KRISTJAN: Gute Frage, das hängt ein bisschen von der Stadtentwicklung ab. Ich fand den Ort ehrlicherweise ganz charmant – auch wenn jetzt zum 30-Jährigen die Kulturarena an dem Ort stattfindet, wo sie entstanden und verortet ist und das ist dann auch einfach schön. Ich komme aus Weimar und war immer neidisch auf Jena und dieses Festival. Sechs Wochen im Sommer in der Stadt mit so einem Programm, mit so einem Line-Up, so vielen Künstlern, international aufgestellt. Ich fand das immer toll, das ist was ganz Besonderes.
Gehen wir vielleicht nochmal zurück in den Jahresverlauf, um die Klammer zu schließen …
HEIKE: Die erste Phase im Herbst ist so die „Findungs- und Finanzierungsphase“. Man schaut sich das alte Jahr an, stellt neue Anträge, überlegt was man vielleicht nachjustieren kann und muss. Dann die Sponsorensuche. Darauf folgt eine recht lange Zeit der Programmphase, jedes Jahr werden neue Erfahrungen eingebracht. Man muss sich mit den Partnern abstimmen: Wann darf ich überhaupt ins Theaterhaus, was haben die für Pläne? Oder der Film e.V. – wie arbeiten die nächstes Jahr?
Danach kommt die Bewerbungsphase, in der man das Marketing vorbereitet. Und dann kommen fließend die logistischen Dinge dazu, für die eigentlich der Begriff Produktionsleitung steht. Da gibt es irgendwann auch den „point of no return“, du weißt: Ab jetzt musst du das bis Ende August durchhalten. Du kannst dem nicht mehr entfliehen.
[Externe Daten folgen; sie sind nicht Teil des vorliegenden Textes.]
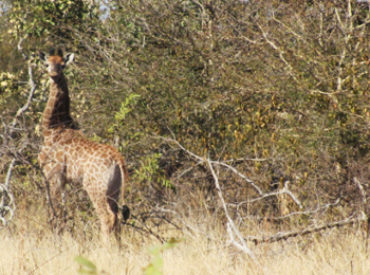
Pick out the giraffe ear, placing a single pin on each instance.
(42, 56)
(69, 58)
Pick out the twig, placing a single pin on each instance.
(282, 236)
(231, 228)
(202, 160)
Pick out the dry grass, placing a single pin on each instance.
(34, 251)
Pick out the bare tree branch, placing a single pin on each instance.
(282, 236)
(231, 227)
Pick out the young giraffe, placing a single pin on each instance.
(67, 156)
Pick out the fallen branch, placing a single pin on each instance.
(282, 236)
(233, 232)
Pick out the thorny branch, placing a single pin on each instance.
(231, 227)
(234, 234)
(7, 204)
(282, 236)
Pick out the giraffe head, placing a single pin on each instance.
(55, 63)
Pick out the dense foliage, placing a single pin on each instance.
(276, 89)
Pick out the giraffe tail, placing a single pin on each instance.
(125, 210)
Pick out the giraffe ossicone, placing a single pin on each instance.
(67, 156)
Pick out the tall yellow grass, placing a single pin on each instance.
(43, 252)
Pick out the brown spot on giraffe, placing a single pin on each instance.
(67, 156)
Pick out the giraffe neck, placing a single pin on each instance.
(57, 110)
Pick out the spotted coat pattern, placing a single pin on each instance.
(67, 156)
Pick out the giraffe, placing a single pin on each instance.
(67, 156)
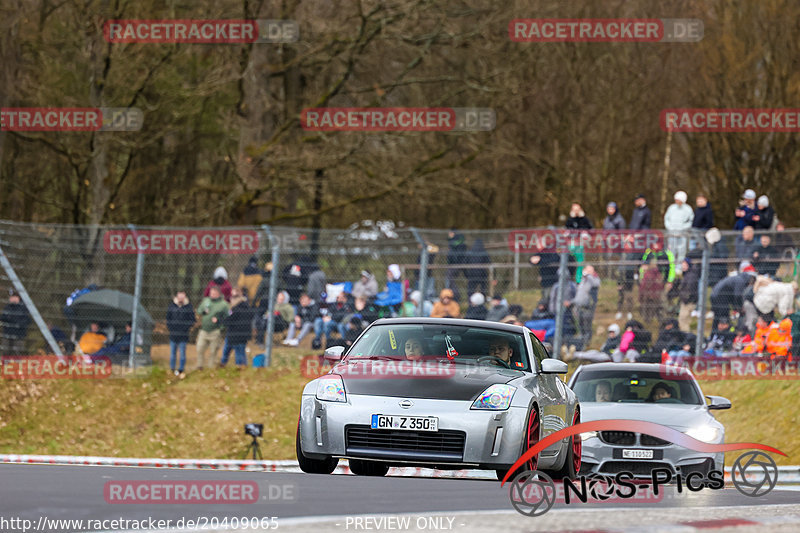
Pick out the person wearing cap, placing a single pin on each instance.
(15, 322)
(764, 218)
(745, 244)
(641, 217)
(366, 287)
(687, 292)
(476, 310)
(703, 215)
(747, 208)
(614, 219)
(678, 219)
(446, 307)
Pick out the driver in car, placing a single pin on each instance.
(660, 391)
(413, 349)
(499, 348)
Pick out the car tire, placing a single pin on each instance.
(572, 462)
(533, 431)
(314, 466)
(368, 468)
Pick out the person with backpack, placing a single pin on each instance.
(180, 318)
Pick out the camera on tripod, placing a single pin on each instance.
(255, 431)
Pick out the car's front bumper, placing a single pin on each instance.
(490, 438)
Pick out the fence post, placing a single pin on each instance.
(26, 299)
(137, 292)
(702, 288)
(563, 277)
(423, 271)
(273, 290)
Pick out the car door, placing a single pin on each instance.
(552, 395)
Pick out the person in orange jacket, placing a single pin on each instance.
(446, 307)
(759, 342)
(779, 340)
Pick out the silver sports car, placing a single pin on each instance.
(654, 393)
(441, 393)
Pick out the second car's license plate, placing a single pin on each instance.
(410, 423)
(637, 454)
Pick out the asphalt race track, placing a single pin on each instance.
(77, 492)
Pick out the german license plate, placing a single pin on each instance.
(637, 454)
(406, 423)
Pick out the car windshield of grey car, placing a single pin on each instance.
(639, 387)
(469, 345)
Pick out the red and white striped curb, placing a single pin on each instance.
(786, 474)
(227, 464)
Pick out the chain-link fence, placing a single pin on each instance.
(85, 289)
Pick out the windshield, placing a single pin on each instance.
(472, 345)
(634, 387)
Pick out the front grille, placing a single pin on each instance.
(637, 468)
(442, 444)
(622, 438)
(649, 440)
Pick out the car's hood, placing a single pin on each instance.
(460, 382)
(678, 417)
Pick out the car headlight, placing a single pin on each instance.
(497, 398)
(703, 433)
(331, 389)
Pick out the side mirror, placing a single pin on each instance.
(334, 353)
(554, 366)
(718, 402)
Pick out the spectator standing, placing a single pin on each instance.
(456, 255)
(651, 288)
(446, 307)
(15, 321)
(237, 330)
(220, 281)
(766, 257)
(765, 214)
(745, 244)
(584, 304)
(180, 319)
(703, 215)
(307, 313)
(747, 208)
(498, 308)
(641, 217)
(213, 311)
(366, 287)
(476, 310)
(614, 219)
(250, 279)
(577, 218)
(678, 219)
(687, 292)
(477, 278)
(333, 319)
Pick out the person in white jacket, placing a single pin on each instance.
(677, 219)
Wie viele Menschen müsst ihr da koordinieren, wer ist alles an der Arena beteiligt?
HEIKE: Es bewegt sich zwischen 100 und 200 würde ich sagen. Das Kernteam besteht aus 30 bis 40 Leuten, die direkt dafür angestellt sind. Alle anderen machen die Zuarbeit.
Es klingt nach einem Job, bei dem – egal, wie gut man plant – immer etwas schief gehen wird.
KRISTJAN: Es kommt immer anders.
HEIKE: Ja, das ist die Herausforderung für die Produktionsleitung: Dass es eben nicht schief geht. Wenn am Nachmittag der Anruf kommt, dass eine Band im Stau steht, musst du einen kühlen Kopf bewahren und sagen: Ich lass mir was anderes einfallen.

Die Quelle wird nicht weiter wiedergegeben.